Now we need approval

Current time to market means that most patients diagnosed today with terminal and incurable diseases have no hope. Although the timeline varies, it typically takes 10 to 15 years to complete early non-clinical testing and three phases of clinical trials for FDA approval of a new drug.

Yet there are examples of private and public organizations working together to produce viable treatments through fast-track, non-traditional processes, such as Moderna’s Covid-19 vaccine, which received an EUA from the FDA about nine months ago. after Covid-19 hit the United States.

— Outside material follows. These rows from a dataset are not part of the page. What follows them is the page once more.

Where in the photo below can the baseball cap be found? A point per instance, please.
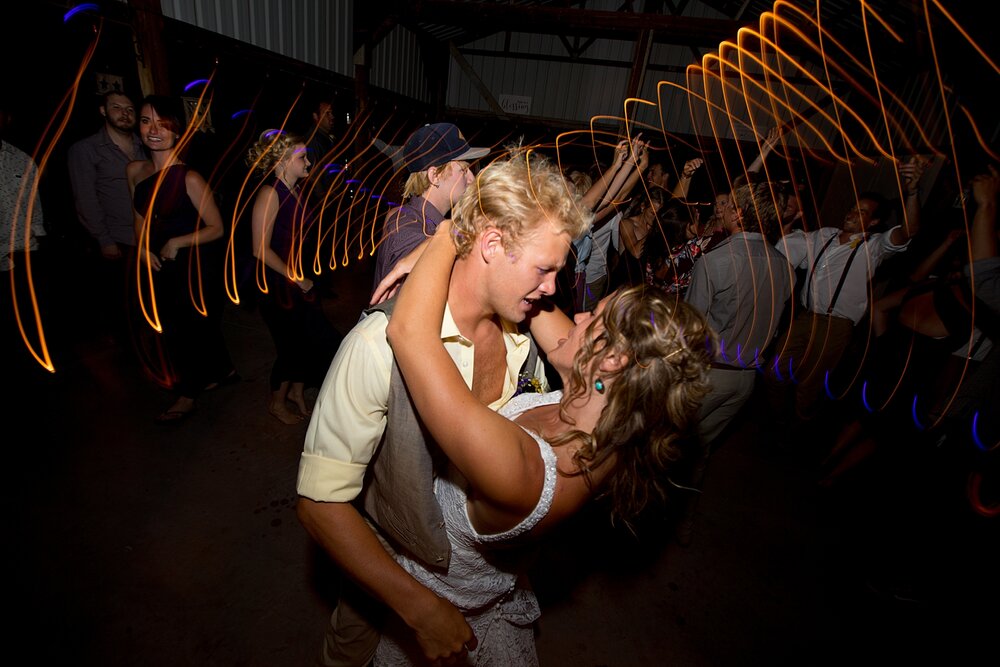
(435, 145)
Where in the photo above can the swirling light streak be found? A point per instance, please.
(44, 150)
(79, 9)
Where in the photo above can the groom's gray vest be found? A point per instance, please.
(398, 492)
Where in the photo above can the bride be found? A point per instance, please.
(634, 371)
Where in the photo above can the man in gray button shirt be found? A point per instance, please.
(741, 286)
(97, 176)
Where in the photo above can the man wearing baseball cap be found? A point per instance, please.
(437, 158)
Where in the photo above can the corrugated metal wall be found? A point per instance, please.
(317, 32)
(558, 90)
(398, 65)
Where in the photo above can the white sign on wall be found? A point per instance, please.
(107, 82)
(515, 103)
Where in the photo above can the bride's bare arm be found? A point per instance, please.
(501, 462)
(548, 326)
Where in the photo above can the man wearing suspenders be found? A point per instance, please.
(839, 263)
(365, 443)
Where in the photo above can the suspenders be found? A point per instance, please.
(843, 276)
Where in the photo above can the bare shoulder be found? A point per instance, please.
(193, 178)
(139, 170)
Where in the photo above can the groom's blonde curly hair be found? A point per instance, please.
(514, 195)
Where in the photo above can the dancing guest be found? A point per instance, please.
(291, 308)
(178, 225)
(635, 371)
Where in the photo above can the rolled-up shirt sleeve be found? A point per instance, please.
(349, 416)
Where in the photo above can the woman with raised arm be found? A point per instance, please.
(178, 226)
(634, 372)
(304, 339)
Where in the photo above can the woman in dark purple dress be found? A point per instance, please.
(179, 226)
(304, 339)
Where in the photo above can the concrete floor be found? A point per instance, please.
(137, 544)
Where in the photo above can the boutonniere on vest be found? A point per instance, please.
(528, 384)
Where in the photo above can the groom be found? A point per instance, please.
(363, 415)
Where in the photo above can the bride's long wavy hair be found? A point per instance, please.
(652, 401)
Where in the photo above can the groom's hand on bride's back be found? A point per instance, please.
(443, 634)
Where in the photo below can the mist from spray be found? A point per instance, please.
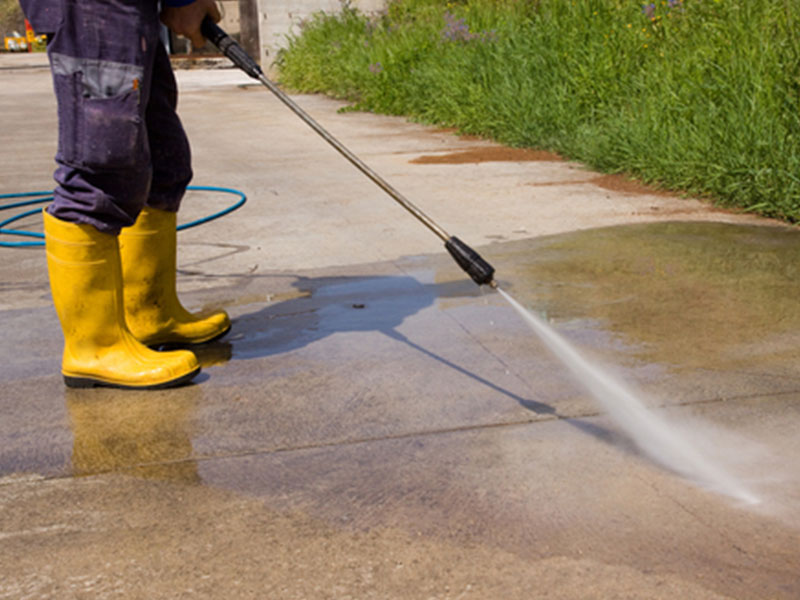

For people with terminal illnesses like cancer, which also kills millions every year, the urgency of treatment is no less urgent than Covid. People with incurable diseases deserve the same opportunities to receive life-changing therapies.

To advance therapies, improvements are needed across the drug development ecosystem. Stakeholders need to work together to standardize the collection of strong data, use impactful programs to decipher that data, and communicate results effectively to help regulators make informed decisions. With more consistent and reliable data to compare, the progress of promising solutions can move faster through regulatory processes to patients in need.

Ahead

When I walked into my doctor’s office at age 25, my life changed for the better. Unseen years and billions of dollars have been invested in developing the drugs that freed me from the migraines that stole 20 of my days every month; I was lucky that this investment happened before I got to Dr. Diamond’s office.

We need to embrace tools that not only go beyond biological data standards to incorporate a broader layer of omic layers, but also tools that synthesize actionable insights from that data. We need this data to interact across disease domains, encouraging original thinking about how therapies for one “type” of disease can treat another.

We need access to this data at all stages, from preclinical to regulatory approval, to get promising treatments to the patients who need them faster, before it’s too late. To achieve this, biopharmaceutical drug developers must prioritize building data infrastructure to unlock the value of data sharing and collaboration and create massive innovation and value. Companies can also rely on biotech startups to help them manage and contextualize biodata.

All patients deserve to have a journey similar to mine. Once we recognize the shortcomings of our current processes, we can achieve this.